Yummer Reading
By Wes Marshall, Fri., June 8, 2007
The Simple & Savvy Wine Guide: Buying, Pairing & Sharing For All
by Leslie Sbrocco
William Morrow, 339 pp., $14.95
Leslie Sbrocco was one of the big hits of the 2006 Texas Hill Country Wine & Food Festival. Seventy-five women and one man (me) watched as she delivered the goods on how to pick wines for specific budgets, tastes, and foods. Then, she ended by teaching all of the ladies her favorite drinking game, wherein each person counts off, but when they hit a multiple of seven, they have to say "shit!" loudly. Losers chug a little wine.

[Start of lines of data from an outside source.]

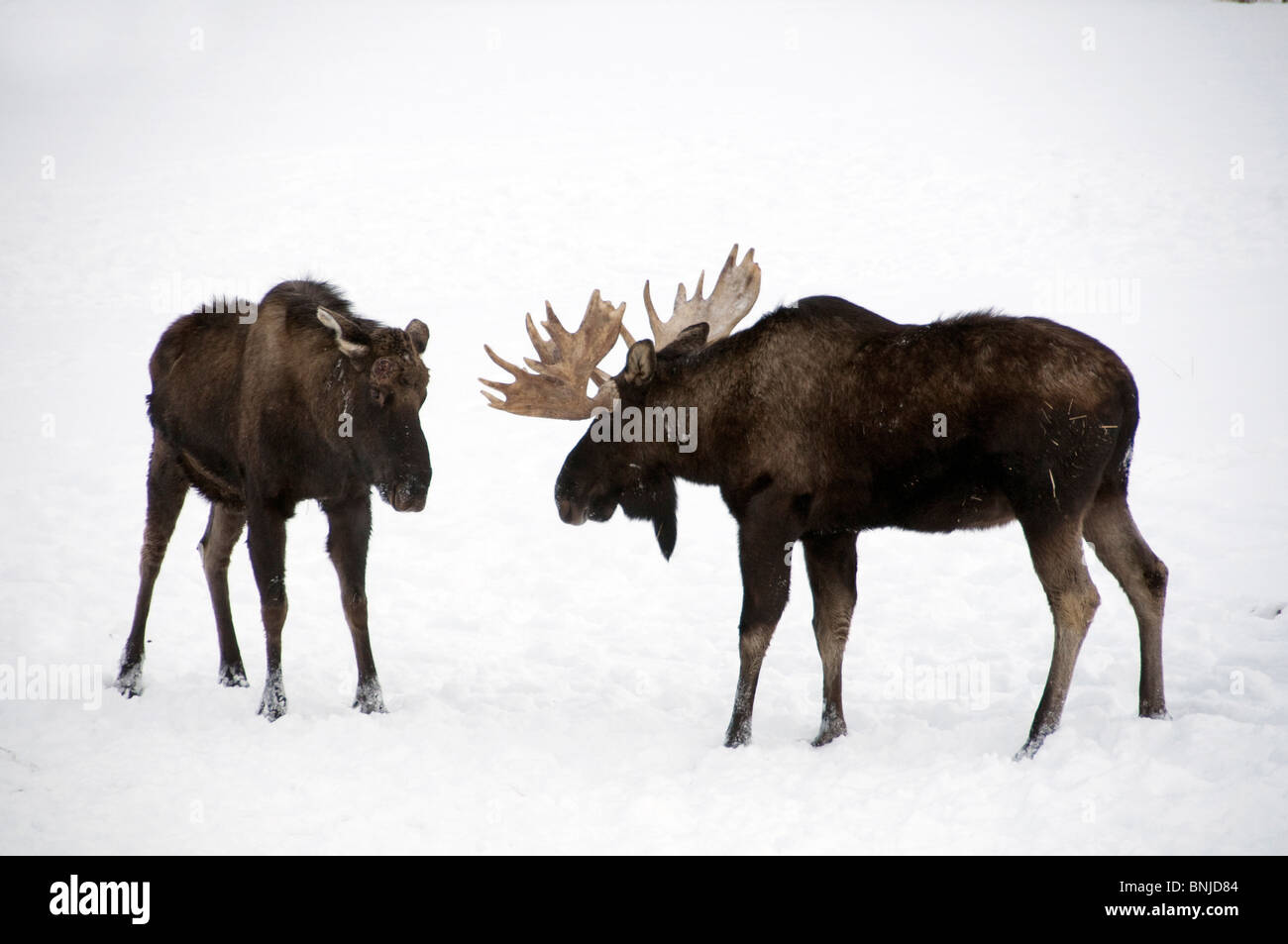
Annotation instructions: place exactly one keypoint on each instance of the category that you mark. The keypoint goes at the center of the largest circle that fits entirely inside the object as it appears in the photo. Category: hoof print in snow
(829, 733)
(232, 677)
(370, 700)
(129, 682)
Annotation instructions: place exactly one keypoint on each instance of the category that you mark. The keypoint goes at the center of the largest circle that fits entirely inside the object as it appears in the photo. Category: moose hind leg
(1119, 544)
(347, 544)
(267, 541)
(1059, 563)
(167, 487)
(831, 563)
(217, 546)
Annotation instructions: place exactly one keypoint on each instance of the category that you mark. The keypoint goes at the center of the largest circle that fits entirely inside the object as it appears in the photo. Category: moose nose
(570, 513)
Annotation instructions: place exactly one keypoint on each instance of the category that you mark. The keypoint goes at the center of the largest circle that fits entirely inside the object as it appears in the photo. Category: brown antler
(557, 387)
(734, 294)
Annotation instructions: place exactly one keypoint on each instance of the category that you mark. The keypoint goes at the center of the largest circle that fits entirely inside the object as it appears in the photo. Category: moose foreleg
(347, 544)
(764, 552)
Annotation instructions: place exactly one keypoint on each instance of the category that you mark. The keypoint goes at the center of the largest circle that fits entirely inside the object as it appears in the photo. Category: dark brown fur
(819, 421)
(261, 413)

As you can guess, things started getting animated as the crowd let loose. A curse-fest ensued when Leslie made them substitute another word for multiples of three, with everyone howling. In the back, a rather conservative-looking man stuck his head in, and hearing all the salty language, sternly asked, "What's going on here?" Everyone went dead quiet as they turned around to see whether he was one of their husbands, and then the place exploded with laughter.
The moment was pure Leslie. Her goal is to empower people, not to help make them better snobs. In her previous book, Wine for Women, as well as in her regular pieces in The San Francisco Chronicle, she aims to give her readers tools so they can decide for themselves what wines make sense.
In her new book, The Simple & Savvy Wine Guide, she takes the teaching a step further by offering ideas by moods, foods, seasons, and reasons. She covers everything from picnics and parties to the best belly-button-sipping wines for the sexy moments. Her food recommendations focus on the everyday things we eat: pizza, pasta, takeout, grilled meats. She offers holiday recommendations and what fits that special occasion. She not only offers good suggestions but gives you her reasoning. And miracles of miracles, she even includes some Texas wines!
The writing is never stuffy, always informative, and her recommendations are spot-on. Besides giving you a framework to take to your local wineshop (I need a big, peppery wine, please, perhaps from the Rhône or Australia), she also offers more than 1,000 wine recommendations, most of which are available right here in Austin. I see a lot of wine books for twice the price with half the value. Highly recommended.